What makes Milan a unique bastion of culture, cuisine and craftsmanship is its charmingly paradoxical character. Every element of the city is the epitome of this disarming dichotomy – the clash of the ancient with the industrial, handmade with machine-made and classic with edgy. For instance, the Milan cathedral dating back to several centuries seems to be having an interesting conversation with the luxury shopping mall La Rinascente located in its vicinity. While the cathedral looks timelessly magnificent and seems to puncture the Milanese skyline, the impeccably refurbishedmall caters to all your luxe needs. From the fresh-off-the-runway merchandise – all pragmatically curated to the toasty and welcoming food court on the top floor – a trip to Milan would be incomplete without a visit to the mall. If one’s looking at high street shopping, then there are a plenty of stores clamouring for one’s attention with their interesting window showcase – all nestled around the Duomo – from Uniqlo and Stradivarius to Bershka and Pull & Bear. Shop till you drop!

A Mecca for vintage finds

DMag outlets in Milan are your best bet, if you’re looking for designers pieces from the previous seasons at pocket-friendly prices. There are three outlets located in the city, and I’d strongly recommend checking all of them out. From Paul Smith and Balmain shirts to Miu Miu shoes and Saint Laurent bombers to Bottega Veneta coats – all up for grabs in mint condition and at great price points. It’s also a treasure for accessories junkie like me as one could pick a nifty Armani backpack or a Valentino clutch at a reasonable price. The merchandise is well-curated and astutely showcased and what’s best – the staff is friendly and attentive. What’s not to love?

Soak in the street style

Unlike London and Paris, Milan street style is way more multi-layered and complex. Picture a lot of tailored pieces, nifty sunglasses and a generous pop of colours in terms of accessories like pocket squares and shoes. Italian men love sporting different hues of blue – from rich navy to deep midnight – playing with this palette in terms of layers and separates. A navy blue pin-striped, double breasted suit cut close to the shoulders and waist teamed with cropped pants or cuffed denims so as to expose a hint of the ankle is the go-to pick for Milan’s preening peacocks. While women love sporting head-to-black accented with a bold red lip, a section of them could just throw you off-kilter with a statement-making, multi-hued coat from either Etro or Missoni and statement earrings. Daring, risk-taking and seductive – Milanese street style is singular and stands out for its inimitable appeal. Just sit at a cafe and indulge in some people-watching and get inspired.

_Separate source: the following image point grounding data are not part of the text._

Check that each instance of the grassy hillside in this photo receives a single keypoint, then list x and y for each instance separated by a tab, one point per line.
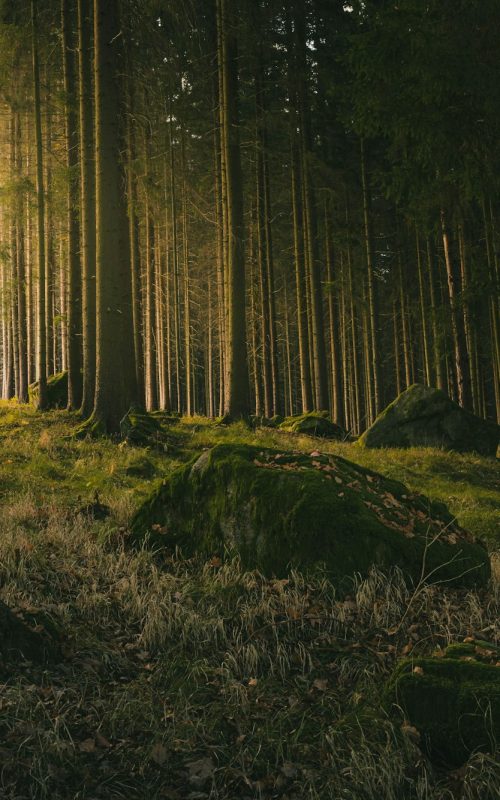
180	679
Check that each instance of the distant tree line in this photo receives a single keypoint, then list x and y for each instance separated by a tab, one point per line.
250	206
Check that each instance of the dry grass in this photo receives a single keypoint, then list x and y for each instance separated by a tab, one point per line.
190	681
187	680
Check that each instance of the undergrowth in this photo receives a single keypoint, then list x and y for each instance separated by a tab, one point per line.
187	680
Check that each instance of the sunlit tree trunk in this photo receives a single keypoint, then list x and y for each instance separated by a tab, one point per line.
87	201
237	390
116	377
75	384
41	353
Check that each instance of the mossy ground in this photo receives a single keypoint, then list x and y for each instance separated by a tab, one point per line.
188	679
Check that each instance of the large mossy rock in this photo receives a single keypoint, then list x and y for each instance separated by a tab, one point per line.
314	423
57	391
281	510
425	417
453	701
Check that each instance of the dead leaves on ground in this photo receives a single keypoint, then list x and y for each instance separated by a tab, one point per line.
407	514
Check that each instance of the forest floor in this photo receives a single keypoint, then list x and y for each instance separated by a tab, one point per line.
177	679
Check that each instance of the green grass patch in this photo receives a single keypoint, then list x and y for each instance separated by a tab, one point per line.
186	679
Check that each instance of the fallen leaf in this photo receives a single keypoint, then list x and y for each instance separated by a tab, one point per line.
101	741
410	731
289	770
159	754
87	746
200	770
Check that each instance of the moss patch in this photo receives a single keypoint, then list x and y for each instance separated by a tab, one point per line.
281	510
57	391
315	423
426	417
454	702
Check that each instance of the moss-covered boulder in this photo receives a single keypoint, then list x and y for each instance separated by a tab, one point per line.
57	391
140	428
281	510
314	423
453	701
426	417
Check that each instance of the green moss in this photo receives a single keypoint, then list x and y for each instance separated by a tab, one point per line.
454	704
426	417
277	510
57	391
139	427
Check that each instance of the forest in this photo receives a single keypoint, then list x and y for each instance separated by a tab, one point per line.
249	399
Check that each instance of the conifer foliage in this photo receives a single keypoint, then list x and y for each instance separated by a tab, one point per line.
231	207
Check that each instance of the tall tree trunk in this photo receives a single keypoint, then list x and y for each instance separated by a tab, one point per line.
336	377
116	377
237	397
461	364
22	348
374	364
87	187
41	354
75	383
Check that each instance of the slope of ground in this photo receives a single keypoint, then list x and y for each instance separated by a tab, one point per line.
181	679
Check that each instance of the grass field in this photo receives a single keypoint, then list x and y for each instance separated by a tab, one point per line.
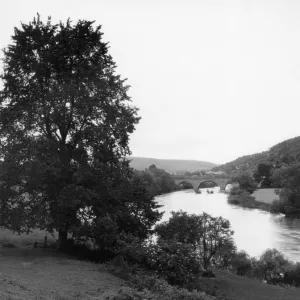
40	274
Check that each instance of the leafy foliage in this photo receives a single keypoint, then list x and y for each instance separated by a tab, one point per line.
207	234
65	121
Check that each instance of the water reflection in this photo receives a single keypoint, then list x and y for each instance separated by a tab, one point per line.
254	230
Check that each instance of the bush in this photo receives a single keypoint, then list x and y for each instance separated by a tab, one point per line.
175	261
241	263
277	207
271	266
292	276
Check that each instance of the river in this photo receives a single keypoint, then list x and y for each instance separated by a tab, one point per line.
254	230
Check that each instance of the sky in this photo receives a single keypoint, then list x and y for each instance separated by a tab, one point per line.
213	80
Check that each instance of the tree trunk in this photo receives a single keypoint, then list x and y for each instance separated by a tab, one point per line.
62	240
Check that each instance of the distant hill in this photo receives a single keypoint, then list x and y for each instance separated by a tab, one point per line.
170	165
285	152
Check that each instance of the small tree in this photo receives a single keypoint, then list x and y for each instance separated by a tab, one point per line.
208	235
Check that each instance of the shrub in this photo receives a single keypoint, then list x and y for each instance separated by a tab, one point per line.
277	206
271	266
241	263
176	262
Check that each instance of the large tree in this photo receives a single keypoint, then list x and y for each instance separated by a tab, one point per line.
65	121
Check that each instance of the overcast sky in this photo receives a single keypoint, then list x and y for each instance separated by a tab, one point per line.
214	80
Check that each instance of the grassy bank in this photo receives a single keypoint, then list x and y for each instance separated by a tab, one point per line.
40	274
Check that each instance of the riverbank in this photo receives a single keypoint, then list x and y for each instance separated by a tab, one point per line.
41	274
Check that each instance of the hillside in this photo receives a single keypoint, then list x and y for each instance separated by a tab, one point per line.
286	152
170	165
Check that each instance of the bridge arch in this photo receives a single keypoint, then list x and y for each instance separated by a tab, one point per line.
207	184
185	185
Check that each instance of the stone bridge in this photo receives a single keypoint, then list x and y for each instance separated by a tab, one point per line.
199	182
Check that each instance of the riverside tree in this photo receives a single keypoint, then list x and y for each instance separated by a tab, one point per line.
209	236
65	119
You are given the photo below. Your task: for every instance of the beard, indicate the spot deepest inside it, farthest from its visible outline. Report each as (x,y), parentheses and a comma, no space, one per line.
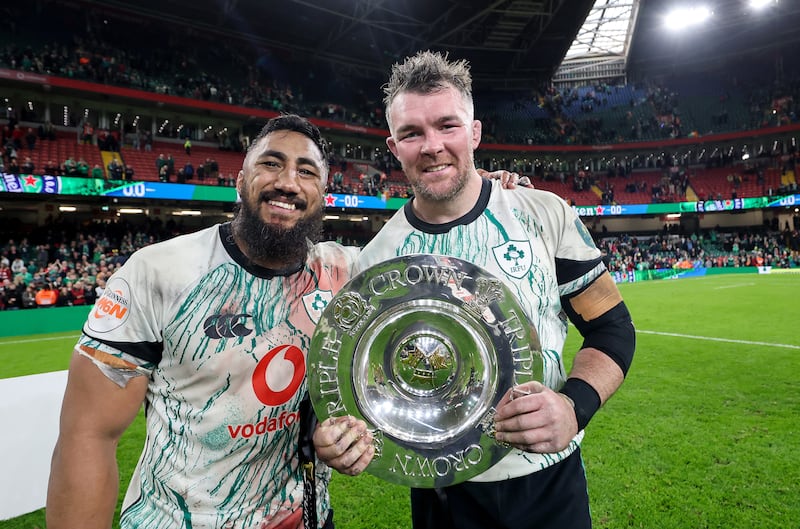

Check out Fondazione Prada

Over decades, Italians have refined the fine art of savouring coffee. A cup of steaming cappuccino kissed with chocolate and a cream croissant never disappoints. I went to my favourite Prada Cafe for breakfast and then enjoyed an exhibit (a curation of historical artefacts handpicked by filmmaker Wes Anderson and his wife and collaborator, Juman Malouf) comprising 537 objects and titled ‘Spitzmaus Mummy in a Coffin and Other Treasures’ which attempted to engage audiences in an evocative manner at Fondazione Prada.

Lunch at Trattoria Torre Di Pisa

Perhaps the best pasta in Milan, either savour their homemade ravioli or the Tuscan ‘rigatoni’ (type of large macaroni), it’s the ideal spot for a long and lazy lunch, which comes to life thanks to its indulgent cooking in the extra virgin Tuscan olive oils. Pick from their classic starters like the ham and the seasoned toasted bread and then savour the fresh tagliatelle with cherry tomatoes sourced from the hills.

Dine at Paper Moon

If you’re craving the authentic burrata and truffle pizza, then make sure you have made dinner reservations at the swish Paper Moon restaurant. Top it off with a glass of white wine and their artisanal tiramisu.

Art of aperitivo

When in Milan, do as the Milanese do. One of the charming Italian tradition is the aperitivo, a drink/light meal that’s savoured at the end of the workday as a kind of warm up to dinner. Go for a walk in the evening in the scenic Navigli as a slew of moony canal-caressing cafes light up. I’d suggest ditch the pizza for the classic Mexican food and aperitif at Maya in Navigli, which has a Mayan-themed decor.